According to the report from the Israel Employment Service, the workforce in the coastal city is overwhelmingly employed in the tourism industry - in hotels, restaurants and cafes and other leisure outlets. And as these businesses closed, workers found themselves fired or forced to take unpaid leave.
Aside from Eilat, the damage caused to the Israeli economy is being most felt among the ultra-Orthodox and Arab communities, where unemployment keeps rising at an alarming rate.
The ultra-Orthodox settlement of Beitar-Illit has 52% unemployment, likely stemming from the fact many of the residents work in the sector's now shuttered education system.
The Arab city of Nazareth follows with a 47% unemployment rate, primarily due to the major blow to the city's tourism industry as well as private education.
Next highest rate is in the Haredi settlement of Modi’in Illit, with 35% unemployment. This is followed by Bnei Brak, where 34% of the workforce is jobless, the Arab cities of Rahat and Umm al-Fahm, both with 33% unemployment, and the increasingly ultra-Orthodox city of Beit Shemesh, with 29% unemployment.
All of these communities have higher rates of unemployment than the national average, which at the end of March stood at 23.4%. In both Tel Aviv and Haifa, the second and third largest cities after Jerusalem, unemployment has reached 21.5%
The Employment Service data echoes statistics presented by the National Insurance Institute, which found that unemployment is being most felt among the weakest sectors of the population.
According to the NII, the average stipends paid to the newly unemployed is 28% lower than the average national wage.
An alarming phenomenon is the percentage of unemployed who are laid-off workers. This was roughly 5% at the beginning of the crisis but has almost doubled to 9% as of March 20.
The number of job seekers in the Employment Service increased from 162,000 in February, to 973,000 by the end of March - up from 3.9% of the workforce to 23.4%.
The Employment Service quoted experts at the OECD as saying that, "it will take a few months for the economy to get back to a routine, and even then it is unclear what this routine will look like."

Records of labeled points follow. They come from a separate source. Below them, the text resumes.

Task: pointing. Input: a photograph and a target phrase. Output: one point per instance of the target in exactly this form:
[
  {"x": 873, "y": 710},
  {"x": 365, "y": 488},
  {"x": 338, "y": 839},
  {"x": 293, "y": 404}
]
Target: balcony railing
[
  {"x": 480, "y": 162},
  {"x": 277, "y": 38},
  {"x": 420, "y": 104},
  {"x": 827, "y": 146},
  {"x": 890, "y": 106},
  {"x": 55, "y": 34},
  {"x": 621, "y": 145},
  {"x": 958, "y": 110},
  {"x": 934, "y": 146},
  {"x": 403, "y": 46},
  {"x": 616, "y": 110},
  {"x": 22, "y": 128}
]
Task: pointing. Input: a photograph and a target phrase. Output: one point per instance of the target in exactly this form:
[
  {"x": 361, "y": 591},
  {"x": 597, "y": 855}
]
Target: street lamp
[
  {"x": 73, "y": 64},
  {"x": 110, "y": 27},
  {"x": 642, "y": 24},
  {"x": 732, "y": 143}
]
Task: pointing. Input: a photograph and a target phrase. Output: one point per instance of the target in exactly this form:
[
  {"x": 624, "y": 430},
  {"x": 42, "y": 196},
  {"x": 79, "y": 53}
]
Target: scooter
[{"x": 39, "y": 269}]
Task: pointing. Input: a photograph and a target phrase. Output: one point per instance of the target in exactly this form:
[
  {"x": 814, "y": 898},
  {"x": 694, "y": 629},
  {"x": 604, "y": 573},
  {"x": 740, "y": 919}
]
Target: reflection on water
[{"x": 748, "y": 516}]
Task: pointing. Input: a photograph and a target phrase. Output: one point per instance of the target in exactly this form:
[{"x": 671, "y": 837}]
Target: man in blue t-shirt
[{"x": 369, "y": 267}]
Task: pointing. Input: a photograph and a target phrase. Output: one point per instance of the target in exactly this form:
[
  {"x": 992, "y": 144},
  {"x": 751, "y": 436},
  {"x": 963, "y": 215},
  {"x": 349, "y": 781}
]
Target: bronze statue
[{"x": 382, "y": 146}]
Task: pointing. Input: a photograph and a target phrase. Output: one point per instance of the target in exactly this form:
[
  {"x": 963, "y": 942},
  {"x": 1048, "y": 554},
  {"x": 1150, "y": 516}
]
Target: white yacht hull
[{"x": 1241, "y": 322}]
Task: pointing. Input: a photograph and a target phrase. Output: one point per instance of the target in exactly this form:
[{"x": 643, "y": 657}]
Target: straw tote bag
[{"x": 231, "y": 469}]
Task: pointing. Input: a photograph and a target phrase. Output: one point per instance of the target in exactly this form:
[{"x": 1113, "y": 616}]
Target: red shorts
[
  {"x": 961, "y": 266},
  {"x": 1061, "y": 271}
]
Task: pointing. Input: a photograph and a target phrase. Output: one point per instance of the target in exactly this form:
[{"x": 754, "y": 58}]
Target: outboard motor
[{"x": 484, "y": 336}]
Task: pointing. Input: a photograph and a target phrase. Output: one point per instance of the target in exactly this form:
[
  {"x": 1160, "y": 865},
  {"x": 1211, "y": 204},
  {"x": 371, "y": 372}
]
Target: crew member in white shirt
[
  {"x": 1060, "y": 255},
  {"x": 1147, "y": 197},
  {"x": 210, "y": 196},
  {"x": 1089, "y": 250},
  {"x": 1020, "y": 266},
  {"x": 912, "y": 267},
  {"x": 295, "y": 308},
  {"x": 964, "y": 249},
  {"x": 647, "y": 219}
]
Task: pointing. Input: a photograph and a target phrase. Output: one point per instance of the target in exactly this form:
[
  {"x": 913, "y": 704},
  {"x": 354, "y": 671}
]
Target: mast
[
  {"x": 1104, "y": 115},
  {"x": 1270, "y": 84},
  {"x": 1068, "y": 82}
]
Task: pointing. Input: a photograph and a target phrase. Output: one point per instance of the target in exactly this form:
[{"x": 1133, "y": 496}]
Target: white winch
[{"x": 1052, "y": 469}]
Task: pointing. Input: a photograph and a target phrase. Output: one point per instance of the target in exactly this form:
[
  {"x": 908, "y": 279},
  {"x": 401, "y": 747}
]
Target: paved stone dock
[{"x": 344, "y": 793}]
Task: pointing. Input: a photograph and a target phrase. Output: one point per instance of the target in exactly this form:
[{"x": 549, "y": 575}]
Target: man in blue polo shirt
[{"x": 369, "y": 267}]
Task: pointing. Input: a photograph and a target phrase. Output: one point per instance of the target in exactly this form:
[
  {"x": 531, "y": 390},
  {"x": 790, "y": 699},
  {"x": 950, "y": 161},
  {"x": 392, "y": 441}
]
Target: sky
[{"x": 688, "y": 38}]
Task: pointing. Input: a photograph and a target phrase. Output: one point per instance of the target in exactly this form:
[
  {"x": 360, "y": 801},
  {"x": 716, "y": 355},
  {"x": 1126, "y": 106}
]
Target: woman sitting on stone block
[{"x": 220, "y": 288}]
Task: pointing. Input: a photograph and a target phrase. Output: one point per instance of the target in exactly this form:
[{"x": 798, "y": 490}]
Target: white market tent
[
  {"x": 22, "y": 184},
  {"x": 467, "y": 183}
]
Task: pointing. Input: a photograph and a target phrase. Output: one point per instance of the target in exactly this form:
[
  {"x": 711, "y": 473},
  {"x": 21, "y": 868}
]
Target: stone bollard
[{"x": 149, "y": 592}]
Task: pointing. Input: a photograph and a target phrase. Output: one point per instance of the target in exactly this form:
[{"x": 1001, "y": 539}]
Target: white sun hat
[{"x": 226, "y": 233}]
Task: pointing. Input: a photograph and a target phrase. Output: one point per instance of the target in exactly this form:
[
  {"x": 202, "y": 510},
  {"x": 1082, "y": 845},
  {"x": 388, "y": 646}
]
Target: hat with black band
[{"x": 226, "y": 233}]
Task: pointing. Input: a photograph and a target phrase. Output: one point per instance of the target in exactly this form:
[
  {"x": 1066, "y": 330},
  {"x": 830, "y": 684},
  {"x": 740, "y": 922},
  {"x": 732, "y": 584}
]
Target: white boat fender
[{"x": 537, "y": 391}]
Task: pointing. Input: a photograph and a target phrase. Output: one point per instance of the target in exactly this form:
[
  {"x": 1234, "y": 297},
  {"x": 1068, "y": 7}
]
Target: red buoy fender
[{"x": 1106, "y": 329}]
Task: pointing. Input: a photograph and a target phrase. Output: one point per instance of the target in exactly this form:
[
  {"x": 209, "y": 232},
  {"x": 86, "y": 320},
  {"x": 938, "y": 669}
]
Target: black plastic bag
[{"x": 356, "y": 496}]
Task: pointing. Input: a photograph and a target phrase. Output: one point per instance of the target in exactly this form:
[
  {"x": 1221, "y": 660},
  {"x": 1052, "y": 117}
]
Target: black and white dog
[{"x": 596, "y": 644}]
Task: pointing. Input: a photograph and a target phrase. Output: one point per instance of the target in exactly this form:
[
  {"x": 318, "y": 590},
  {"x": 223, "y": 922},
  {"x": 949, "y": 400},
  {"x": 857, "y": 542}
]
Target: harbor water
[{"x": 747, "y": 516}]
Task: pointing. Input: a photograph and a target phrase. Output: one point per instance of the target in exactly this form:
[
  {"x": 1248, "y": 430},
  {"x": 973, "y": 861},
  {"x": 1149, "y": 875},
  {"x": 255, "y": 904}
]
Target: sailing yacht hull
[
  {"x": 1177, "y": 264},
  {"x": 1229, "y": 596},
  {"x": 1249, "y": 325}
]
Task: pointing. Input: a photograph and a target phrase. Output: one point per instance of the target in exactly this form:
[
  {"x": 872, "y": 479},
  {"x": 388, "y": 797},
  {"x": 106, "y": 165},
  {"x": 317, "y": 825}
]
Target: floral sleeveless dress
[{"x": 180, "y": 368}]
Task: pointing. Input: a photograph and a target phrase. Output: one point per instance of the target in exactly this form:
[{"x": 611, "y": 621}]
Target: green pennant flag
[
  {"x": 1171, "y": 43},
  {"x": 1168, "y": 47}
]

The head of the Employment Service, Rami Graur said: "Whether the return to routine is slow and measured or fast, comprehensive policies must be adopted to bring as many Israelis who were on unpaid leave or who were dismissed back into the workforce.”
He added: "The Employment Service is preparing to implement a comprehensive plan for the massive reintegration of Israelis into the job market by improving skills and professional training."
He also noted that, "there are branches that will require special attention because of the dramatic damage they have suffered, like tourism.” He cited Eilat as an example of the damaged tourist industry.